To pursue this hypothesis we modeled protein turnover using a simple birth-death process with constant protein synthesis and degradation rates (Tchourine et al., 2014) (Peshkin et al., 2015) (Methods, Fig. 3a). In our model the synthesis rate ks lumps all processes related to protein production (translation initiation, elongation, etc.) while the degradation rate kd represents all processes leading to a reduction in protein levels (dilution due to cell division, active degradation, etc.). To avoid over-fitting, we also considered simpler models, which correspond to cases in which a protein is only synthesized, only degraded or completely constant (Fig. 3b). To select among these models, we employed the Bayesian Information Criterion (BIC), a score that penalizes the fit according to the number of parameters (Methods). To reveal whether there is a connection between a certain model and specific molecular functions, we performed GO term enrichment analysis. This analysis revealed that the “degradation only” model was enriched for genes with a role in blastocysts development and inner cell mass proliferation (Supplementary Fig. 2a). These genes are likely involved in preserving the pluripotent state, as exemplified by the pluripotency factor Nanog. Degradation of the corresponding proteins is crucial for the timely exit from pluripotency. GO term enrichment analysis also showed that the “synthesis only” model was enriched for genes involved in neuron development and mesenchymal cell development. These genes thus likely have specific functions in differentiated cell types and hence must be synthesized quickly to ensure proper function. An example of such a gene is Lamb1, which is highly expressed in XEN cells. This analysis shows that the different regulatory modes identified by our model correspond to specific functions in differentiation.
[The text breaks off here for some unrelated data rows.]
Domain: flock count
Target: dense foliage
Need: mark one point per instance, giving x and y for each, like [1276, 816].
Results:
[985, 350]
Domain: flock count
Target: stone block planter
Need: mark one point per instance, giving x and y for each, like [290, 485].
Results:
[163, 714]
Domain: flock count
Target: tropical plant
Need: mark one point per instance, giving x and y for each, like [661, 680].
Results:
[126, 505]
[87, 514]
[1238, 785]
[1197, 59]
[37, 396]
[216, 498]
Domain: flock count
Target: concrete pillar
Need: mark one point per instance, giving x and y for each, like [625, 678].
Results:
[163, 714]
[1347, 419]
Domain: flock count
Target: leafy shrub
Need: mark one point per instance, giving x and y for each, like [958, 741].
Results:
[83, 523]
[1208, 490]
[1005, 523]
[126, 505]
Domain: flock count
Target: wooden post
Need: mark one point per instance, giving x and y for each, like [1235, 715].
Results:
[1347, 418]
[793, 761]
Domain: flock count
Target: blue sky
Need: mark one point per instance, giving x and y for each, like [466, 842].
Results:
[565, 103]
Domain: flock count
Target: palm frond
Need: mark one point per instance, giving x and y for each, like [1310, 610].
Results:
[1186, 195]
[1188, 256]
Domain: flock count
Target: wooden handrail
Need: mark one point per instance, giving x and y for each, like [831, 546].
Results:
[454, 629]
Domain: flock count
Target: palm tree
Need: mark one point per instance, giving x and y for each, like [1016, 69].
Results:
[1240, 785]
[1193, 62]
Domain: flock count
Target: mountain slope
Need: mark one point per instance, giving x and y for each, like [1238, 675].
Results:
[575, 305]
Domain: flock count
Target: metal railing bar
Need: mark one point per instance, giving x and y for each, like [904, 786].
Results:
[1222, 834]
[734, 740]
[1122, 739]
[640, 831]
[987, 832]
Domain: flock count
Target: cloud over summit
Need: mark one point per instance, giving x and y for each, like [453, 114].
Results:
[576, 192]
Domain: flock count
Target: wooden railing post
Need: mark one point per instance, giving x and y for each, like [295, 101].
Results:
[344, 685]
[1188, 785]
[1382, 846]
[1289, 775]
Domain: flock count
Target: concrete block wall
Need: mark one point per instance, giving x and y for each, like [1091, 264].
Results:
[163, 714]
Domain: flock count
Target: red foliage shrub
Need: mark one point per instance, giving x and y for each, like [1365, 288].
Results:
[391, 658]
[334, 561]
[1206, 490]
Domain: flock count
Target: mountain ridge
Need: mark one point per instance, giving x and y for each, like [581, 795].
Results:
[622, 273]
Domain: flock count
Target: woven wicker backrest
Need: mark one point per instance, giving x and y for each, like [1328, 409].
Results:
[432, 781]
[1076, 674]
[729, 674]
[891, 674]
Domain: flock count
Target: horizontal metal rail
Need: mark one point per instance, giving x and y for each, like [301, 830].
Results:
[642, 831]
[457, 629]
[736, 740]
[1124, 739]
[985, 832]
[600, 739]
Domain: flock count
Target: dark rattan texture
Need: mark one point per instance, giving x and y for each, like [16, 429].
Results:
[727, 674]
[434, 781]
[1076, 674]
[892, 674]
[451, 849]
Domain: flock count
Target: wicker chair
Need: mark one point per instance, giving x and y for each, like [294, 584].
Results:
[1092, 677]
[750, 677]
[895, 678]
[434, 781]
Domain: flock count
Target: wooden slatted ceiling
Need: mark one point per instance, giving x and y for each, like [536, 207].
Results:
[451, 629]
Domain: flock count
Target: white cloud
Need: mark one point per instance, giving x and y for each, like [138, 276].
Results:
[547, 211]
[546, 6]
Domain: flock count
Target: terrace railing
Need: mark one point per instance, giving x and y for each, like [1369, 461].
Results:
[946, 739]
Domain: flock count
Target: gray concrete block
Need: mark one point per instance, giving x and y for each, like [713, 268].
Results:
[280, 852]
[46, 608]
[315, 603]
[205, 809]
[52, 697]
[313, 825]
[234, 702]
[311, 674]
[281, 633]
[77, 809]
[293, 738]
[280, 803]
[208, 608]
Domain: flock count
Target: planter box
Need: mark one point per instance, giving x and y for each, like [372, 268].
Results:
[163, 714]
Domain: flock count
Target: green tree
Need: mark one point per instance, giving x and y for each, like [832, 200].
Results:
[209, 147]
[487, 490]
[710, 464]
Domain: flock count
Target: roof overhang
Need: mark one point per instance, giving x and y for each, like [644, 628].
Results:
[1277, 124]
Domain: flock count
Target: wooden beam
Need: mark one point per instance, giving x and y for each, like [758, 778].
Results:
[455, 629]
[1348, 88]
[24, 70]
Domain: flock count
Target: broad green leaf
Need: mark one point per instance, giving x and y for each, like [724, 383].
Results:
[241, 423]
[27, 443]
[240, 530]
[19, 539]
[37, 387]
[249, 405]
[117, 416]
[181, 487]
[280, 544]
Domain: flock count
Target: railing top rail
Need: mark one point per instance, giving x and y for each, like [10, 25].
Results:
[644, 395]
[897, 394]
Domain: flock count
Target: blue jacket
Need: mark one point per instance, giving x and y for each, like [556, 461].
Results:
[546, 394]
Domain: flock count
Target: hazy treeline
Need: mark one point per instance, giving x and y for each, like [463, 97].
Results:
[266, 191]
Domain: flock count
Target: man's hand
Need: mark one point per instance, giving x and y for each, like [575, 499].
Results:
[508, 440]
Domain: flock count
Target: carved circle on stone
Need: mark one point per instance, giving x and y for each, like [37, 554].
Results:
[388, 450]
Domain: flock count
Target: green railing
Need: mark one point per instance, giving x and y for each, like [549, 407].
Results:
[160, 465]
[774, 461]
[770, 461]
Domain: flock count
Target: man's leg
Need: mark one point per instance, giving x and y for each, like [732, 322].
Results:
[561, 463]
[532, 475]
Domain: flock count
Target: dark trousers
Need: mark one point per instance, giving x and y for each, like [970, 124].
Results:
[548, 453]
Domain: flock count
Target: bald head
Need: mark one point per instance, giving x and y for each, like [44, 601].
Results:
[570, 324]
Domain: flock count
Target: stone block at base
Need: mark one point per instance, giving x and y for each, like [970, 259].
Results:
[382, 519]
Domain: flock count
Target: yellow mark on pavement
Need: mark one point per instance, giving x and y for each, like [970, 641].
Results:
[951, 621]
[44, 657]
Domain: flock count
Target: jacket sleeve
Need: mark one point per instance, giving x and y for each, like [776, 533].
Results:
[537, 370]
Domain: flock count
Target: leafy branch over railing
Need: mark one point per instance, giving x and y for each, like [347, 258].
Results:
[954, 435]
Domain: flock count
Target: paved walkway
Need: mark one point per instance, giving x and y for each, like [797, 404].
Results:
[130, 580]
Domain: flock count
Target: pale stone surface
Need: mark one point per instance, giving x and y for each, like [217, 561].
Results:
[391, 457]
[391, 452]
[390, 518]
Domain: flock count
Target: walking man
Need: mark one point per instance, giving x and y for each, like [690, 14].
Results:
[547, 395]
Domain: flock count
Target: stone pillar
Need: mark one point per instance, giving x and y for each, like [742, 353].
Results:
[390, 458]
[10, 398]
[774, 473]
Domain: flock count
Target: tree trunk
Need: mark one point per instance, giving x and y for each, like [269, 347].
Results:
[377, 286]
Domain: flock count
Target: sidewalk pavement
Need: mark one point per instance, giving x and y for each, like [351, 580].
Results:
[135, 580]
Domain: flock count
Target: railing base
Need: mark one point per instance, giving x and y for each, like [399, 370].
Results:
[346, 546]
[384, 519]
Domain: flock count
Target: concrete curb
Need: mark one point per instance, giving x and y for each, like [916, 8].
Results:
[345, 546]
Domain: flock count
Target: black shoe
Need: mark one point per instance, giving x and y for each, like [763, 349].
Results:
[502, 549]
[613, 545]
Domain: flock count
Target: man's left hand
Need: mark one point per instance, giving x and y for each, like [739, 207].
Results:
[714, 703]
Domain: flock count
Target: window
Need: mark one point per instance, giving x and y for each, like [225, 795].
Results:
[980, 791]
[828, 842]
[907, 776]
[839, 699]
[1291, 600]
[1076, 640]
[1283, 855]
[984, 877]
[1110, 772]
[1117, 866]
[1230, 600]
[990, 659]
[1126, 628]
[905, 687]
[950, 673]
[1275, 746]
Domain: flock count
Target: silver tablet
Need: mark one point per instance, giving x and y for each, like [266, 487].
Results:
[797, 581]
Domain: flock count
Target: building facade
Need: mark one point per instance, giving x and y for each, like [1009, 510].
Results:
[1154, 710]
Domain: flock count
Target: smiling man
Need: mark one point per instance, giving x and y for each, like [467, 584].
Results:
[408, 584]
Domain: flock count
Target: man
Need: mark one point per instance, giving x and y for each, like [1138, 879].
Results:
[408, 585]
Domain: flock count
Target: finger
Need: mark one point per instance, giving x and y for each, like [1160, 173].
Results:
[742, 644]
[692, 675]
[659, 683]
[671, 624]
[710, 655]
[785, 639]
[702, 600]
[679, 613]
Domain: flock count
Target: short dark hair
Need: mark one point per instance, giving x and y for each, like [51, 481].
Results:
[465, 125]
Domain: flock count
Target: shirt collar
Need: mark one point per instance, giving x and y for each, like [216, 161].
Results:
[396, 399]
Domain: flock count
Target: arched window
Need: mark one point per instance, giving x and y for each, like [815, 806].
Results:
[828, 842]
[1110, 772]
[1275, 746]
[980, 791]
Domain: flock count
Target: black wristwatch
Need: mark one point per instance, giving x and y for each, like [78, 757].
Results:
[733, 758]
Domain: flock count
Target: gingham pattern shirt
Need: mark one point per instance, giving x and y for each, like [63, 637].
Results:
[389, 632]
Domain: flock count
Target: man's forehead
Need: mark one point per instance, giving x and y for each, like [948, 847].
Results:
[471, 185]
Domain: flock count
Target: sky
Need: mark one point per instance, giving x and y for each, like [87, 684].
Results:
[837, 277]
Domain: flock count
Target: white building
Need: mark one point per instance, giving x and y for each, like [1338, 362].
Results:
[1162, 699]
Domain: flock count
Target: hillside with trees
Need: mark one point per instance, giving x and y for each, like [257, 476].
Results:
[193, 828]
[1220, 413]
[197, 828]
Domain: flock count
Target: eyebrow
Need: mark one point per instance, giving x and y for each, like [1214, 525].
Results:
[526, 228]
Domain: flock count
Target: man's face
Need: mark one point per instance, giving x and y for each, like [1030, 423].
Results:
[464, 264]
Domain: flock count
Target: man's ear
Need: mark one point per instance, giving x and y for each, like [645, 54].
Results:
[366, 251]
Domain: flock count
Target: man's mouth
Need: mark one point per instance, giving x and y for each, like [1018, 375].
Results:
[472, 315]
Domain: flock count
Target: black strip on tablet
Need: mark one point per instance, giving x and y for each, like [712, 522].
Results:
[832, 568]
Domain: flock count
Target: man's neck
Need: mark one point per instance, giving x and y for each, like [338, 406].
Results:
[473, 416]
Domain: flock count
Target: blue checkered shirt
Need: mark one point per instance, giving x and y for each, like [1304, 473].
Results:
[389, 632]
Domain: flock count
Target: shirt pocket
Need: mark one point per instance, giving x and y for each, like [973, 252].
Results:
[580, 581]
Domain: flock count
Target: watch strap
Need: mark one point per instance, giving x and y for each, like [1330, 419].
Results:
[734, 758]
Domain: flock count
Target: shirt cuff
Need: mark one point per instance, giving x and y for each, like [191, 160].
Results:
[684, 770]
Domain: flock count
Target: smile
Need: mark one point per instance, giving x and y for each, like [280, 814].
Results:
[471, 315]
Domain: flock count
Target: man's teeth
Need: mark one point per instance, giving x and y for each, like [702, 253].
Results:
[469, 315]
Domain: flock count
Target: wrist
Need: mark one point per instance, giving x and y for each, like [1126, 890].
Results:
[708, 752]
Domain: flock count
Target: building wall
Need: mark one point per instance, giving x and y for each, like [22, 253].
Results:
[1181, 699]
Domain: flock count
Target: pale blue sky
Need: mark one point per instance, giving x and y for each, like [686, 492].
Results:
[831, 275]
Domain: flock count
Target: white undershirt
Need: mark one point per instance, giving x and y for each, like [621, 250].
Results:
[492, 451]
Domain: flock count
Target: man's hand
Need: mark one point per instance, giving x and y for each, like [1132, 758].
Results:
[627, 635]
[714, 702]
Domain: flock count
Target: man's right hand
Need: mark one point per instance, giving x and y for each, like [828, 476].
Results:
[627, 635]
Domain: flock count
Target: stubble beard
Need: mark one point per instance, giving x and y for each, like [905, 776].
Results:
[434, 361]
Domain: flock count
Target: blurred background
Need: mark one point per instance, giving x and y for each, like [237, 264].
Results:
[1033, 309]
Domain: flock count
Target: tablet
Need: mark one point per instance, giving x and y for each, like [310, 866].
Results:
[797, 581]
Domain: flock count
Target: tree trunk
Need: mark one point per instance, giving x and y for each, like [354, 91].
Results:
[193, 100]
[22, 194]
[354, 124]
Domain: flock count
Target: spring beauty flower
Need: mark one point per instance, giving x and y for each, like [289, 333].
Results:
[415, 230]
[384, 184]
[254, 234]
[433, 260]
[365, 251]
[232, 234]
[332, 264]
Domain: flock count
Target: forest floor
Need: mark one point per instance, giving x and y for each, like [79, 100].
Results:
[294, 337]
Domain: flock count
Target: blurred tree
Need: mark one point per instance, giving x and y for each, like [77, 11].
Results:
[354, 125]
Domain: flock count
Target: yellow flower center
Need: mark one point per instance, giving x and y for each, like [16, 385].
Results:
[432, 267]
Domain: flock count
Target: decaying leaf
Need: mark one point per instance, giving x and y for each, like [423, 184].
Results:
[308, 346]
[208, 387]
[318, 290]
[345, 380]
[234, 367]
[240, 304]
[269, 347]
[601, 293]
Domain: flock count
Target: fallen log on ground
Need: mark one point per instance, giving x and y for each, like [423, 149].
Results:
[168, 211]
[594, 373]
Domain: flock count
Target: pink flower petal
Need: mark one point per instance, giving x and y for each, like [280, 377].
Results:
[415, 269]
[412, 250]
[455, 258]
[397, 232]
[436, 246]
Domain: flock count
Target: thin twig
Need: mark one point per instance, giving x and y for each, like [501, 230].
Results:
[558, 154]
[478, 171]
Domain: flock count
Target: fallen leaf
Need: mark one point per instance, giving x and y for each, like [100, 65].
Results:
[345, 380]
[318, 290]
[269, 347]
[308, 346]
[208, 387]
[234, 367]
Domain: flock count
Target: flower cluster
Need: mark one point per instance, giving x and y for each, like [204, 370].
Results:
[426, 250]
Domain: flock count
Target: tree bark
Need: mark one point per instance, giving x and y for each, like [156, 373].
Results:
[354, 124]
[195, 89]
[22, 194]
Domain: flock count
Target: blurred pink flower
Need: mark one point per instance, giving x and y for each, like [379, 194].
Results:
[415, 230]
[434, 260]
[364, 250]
We next wanted to evaluate the validity of our model by comparison with relevant data sets from the literature. Protein half-lives (Supplementary Fig. 2b) calculated from the degradation rates were in the same range as previously reported values for other systems (Peshkin et al., 2015; Schwanhäusser et al., 2011). Synthesis rates were positively correlated with translational efficiencies determined from ribosome profiling in mESCs (Supplementary Fig. 2c) (Ingolia et al., 2011). The inferred kinetic rates are thus biologically meaningful.
In order to assess how far our kinetic model can explain the observed protein-mRNA discordance we calculated the correlation between measured and predicted protein levels (Fig. 3c). These correlations were sharply peaked close to one, which means that our simple model is able to explain a large portion of the observed mRNA-protein discordance. This discordance is likely only transient since protein-to-mRNA ratios differed most from their equilibrium value (keq = ks/kd) in the beginning but approached it over time (Supplementary Fig. 2d). This observation supports our conclusion that the observed mRNA-protein discordance during differentiation is largely a transient, dynamic imbalance caused by delayed protein synthesis and degradation.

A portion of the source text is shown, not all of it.